After 62 homicides were reported on March 26, a level of crime that had not been seen in El Salvador for a long time, Congress approved the state of exception that limits freedom of association and suspends a person’s right to be duly informed of their rights and reasons for arrest, as well as the assistance of a lawyer.

In addition, it extends the term of preventive detention from 72 hours to 15 days and allows the authorities to seize the correspondence and cell phones of those they consider suspicious.

The exception regime was extended for the last time on September 14 and expires on October 18, and the authorities announced that they will continue to request further extensions until the last gang member is removed from the streets.

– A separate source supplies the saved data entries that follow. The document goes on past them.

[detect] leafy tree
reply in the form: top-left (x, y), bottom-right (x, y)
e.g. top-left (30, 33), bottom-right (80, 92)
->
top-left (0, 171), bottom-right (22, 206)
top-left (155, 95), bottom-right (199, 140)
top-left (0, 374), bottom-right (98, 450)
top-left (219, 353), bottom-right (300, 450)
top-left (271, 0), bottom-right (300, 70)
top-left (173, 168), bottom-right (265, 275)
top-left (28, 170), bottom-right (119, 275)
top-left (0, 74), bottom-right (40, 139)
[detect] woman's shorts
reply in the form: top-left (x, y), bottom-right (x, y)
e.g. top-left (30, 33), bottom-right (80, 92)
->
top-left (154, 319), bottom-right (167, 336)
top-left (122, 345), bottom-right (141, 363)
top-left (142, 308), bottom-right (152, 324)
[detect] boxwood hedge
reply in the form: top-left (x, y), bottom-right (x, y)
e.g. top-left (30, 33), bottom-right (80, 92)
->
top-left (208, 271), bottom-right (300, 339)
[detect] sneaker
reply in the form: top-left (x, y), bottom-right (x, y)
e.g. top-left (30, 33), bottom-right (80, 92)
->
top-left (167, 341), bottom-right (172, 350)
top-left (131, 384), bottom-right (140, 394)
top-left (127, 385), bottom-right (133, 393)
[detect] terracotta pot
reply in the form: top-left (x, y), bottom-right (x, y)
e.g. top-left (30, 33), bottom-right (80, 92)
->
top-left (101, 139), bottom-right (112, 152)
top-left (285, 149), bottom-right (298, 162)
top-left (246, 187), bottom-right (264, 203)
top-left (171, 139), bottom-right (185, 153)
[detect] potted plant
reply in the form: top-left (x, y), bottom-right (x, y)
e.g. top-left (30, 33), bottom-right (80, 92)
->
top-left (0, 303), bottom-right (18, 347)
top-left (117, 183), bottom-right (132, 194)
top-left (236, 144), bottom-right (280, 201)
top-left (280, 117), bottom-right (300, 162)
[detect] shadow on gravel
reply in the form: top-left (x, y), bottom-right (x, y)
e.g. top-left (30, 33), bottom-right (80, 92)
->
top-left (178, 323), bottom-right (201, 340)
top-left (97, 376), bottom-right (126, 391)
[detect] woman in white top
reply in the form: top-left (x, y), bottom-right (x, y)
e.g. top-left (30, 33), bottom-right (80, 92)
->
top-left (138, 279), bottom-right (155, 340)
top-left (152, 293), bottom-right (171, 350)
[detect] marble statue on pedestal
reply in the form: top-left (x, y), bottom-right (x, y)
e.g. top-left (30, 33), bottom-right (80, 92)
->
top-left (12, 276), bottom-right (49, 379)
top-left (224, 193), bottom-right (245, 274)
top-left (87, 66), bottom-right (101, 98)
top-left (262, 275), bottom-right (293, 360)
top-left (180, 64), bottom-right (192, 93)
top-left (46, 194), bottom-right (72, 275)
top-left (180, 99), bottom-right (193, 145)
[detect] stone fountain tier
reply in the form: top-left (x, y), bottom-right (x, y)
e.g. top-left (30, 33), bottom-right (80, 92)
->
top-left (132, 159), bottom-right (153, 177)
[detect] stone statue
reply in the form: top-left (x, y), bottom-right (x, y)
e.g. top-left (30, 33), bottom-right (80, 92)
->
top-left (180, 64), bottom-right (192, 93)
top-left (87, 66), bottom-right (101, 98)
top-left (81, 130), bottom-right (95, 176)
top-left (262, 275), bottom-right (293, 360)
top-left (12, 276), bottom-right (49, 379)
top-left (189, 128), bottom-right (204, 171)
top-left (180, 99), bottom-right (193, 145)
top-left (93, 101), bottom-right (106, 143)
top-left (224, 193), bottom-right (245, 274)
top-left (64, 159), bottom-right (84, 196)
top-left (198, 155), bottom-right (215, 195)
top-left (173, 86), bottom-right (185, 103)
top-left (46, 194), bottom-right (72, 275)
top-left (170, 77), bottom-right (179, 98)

According to the Constitution, the period of suspension of constitutional guarantees should not exceed 30 days. Once this period has elapsed, it may be extended, for the same period and by means of a new decree, in the event that the circumstances that motivated it continue. Otherwise, suspended warranties will be fully reinstated.

In March, the Salvadoran Congress also approved some reforms to the Penal Code to make it a crime to be part of a gang, which can be punished with a sentence of 20 to 40 years in prison. Ringleaders can receive sentences of 40 to 45 years.

In crimes related to organized crime, which includes gangs, 20 years in prison are applied to adolescents over 16 years of age and up to 10 years for those over 12.

However, human rights organizations have denounced repeated irregularities. The Cristosal organization reported that in six months of the emergency regime, they registered 2,775 complaints of arbitrary detentions and 80 deaths while in state custody. Cristosal also warned that the criminal reforms promoted by the government seek to have a permanent exception regime.

Villatoro confirmed to journalists that 850 people captured during the emergency regime have already been released since the measure was approved on March 27.